Efforts to reform FDA’s longstanding regulatory framework are likely to face constitutional, statutory and administrative challenges, most notably on First Amendment grounds. Even if the Trump administration’s current efforts fall short of HHS Secretary Robert F. Kennedy Jr.’s call for an outright ban on DTC pharmaceutical advertising, the pharmaceutical industry is expected to challenge any policy changes in court. Although the future of DTC prescription drug advertising remains somewhat uncertain, any reduction in such advertising would be expected to decrease participation in DTC sales programs.
Looking Ahead
Following early adopters, additional pharmaceutical companies are likely to pilot their own DTC sales models, especially for high-demand, partially uncovered drugs.
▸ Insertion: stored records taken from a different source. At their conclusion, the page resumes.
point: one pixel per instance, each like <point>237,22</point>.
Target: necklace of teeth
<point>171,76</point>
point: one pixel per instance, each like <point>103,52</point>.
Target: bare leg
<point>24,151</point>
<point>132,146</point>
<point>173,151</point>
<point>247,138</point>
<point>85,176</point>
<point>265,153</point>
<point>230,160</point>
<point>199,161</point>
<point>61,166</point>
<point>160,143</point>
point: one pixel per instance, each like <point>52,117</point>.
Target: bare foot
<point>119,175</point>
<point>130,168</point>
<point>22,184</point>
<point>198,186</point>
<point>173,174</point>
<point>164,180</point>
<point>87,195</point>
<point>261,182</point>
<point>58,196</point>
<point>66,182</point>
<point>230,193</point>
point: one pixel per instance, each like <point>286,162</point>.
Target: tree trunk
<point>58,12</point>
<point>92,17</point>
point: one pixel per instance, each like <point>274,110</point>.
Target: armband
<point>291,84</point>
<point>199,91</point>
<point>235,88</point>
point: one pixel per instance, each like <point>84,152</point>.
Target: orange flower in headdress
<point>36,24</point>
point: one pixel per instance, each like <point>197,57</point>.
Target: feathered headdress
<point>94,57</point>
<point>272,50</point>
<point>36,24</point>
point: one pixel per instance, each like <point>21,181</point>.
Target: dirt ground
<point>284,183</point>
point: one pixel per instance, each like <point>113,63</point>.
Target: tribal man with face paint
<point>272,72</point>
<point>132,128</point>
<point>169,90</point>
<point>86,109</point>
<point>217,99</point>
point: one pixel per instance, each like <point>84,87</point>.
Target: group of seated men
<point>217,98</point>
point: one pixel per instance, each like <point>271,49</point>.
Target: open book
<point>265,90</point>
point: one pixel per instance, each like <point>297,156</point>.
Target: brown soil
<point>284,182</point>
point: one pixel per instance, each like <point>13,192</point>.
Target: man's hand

While the MFN EO hinted at a federal DTC portal, it is unclear whether the government will actively facilitate such a platform or rely instead on private sector pilot programs. While DTC pharmaceutical sales models offer potentially lucrative investment opportunities, investors must remain cognizant of potential political and legal risks, most notably under anti-kickback statutes, and carefully monitor current lawsuits, investigations and public skepticism about motives.